En Martinique, les violences sur ascendants demeurent largement invisibles, alors même qu’elles constituent une réalité préoccupante au sein des dynamiques familiales. Longtemps absorbée dans la catégorie plus large des violences intrafamiliales, cette question peine encore à émerger dans le débat public.
Pourtant, les professionnels du social, de la santé et du juridique soulignent depuis plusieurs années la montée de situations complexes mêlant dépendance économique, fragilité psychologique, isolement des personnes âgées et tensions intergénérationnelles.
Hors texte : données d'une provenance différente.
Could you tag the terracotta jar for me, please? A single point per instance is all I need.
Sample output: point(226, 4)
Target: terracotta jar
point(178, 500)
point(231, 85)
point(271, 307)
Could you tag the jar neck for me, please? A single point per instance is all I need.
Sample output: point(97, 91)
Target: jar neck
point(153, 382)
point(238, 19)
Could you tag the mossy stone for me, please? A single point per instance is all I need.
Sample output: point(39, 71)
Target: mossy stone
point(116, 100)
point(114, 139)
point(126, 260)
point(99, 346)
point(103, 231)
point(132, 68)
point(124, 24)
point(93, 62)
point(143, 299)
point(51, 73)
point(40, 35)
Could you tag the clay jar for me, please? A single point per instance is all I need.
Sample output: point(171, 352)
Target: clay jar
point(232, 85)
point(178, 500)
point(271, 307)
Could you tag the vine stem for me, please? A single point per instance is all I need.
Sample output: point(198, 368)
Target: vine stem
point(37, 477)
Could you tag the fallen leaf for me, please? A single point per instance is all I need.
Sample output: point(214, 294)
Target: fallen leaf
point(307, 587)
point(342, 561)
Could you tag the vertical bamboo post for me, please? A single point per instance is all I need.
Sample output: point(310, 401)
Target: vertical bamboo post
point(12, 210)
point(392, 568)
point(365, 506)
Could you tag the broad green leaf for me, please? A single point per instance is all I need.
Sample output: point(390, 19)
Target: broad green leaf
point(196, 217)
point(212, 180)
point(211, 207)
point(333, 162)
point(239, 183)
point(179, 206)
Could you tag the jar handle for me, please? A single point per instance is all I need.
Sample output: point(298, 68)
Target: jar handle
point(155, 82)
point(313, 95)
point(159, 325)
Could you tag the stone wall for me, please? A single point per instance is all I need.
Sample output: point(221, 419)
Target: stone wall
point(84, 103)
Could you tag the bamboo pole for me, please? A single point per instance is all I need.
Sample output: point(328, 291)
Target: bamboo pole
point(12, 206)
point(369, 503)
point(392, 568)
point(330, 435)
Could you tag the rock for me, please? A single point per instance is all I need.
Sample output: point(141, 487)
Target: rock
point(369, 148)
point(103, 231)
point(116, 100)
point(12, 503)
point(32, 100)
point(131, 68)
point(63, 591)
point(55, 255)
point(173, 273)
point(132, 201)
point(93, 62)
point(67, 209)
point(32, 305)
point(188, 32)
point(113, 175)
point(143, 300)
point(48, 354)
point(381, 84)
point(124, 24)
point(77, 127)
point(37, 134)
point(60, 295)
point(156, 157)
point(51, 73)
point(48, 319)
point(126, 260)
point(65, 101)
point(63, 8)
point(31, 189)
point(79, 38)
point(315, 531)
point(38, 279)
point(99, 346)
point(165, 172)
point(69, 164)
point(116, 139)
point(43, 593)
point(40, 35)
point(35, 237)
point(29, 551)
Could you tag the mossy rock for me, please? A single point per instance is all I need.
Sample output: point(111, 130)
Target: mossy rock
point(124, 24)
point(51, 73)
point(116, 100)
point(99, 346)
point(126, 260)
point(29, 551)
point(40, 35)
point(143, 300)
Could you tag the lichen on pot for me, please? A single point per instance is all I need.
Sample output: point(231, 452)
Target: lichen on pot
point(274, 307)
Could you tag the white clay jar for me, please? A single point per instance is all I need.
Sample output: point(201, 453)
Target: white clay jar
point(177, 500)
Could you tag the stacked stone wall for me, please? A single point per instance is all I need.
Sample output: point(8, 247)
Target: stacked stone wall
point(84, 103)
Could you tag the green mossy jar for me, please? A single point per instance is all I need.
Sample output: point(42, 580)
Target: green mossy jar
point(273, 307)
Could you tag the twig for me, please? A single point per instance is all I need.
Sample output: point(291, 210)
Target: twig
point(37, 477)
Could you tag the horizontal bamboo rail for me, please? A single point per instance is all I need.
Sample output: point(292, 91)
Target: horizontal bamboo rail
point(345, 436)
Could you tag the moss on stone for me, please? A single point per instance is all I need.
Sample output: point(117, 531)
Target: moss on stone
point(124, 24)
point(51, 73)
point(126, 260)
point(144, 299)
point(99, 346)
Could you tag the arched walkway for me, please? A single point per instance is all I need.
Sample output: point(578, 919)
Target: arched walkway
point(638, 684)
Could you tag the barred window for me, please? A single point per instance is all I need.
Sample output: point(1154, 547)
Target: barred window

En Martinique, la compétence de protection sociale relève de la Collectivité Territoriale de Martinique (CTM), qui centralise l’ensemble des dispositifs d’accompagnement et de prévention. Les services sociaux, confrontés à l’évolution démographique — une population vieillissante, un taux de dépendance élevé et des réseaux familiaux fragmentés —, alertent sur la multiplication de formes de violences souvent difficiles à signaler : pressions économiques, dégradations matérielles, insultes, menaces, agressions, voire privations de soins.
Le phénomène s’inscrit dans un contexte historique particulier.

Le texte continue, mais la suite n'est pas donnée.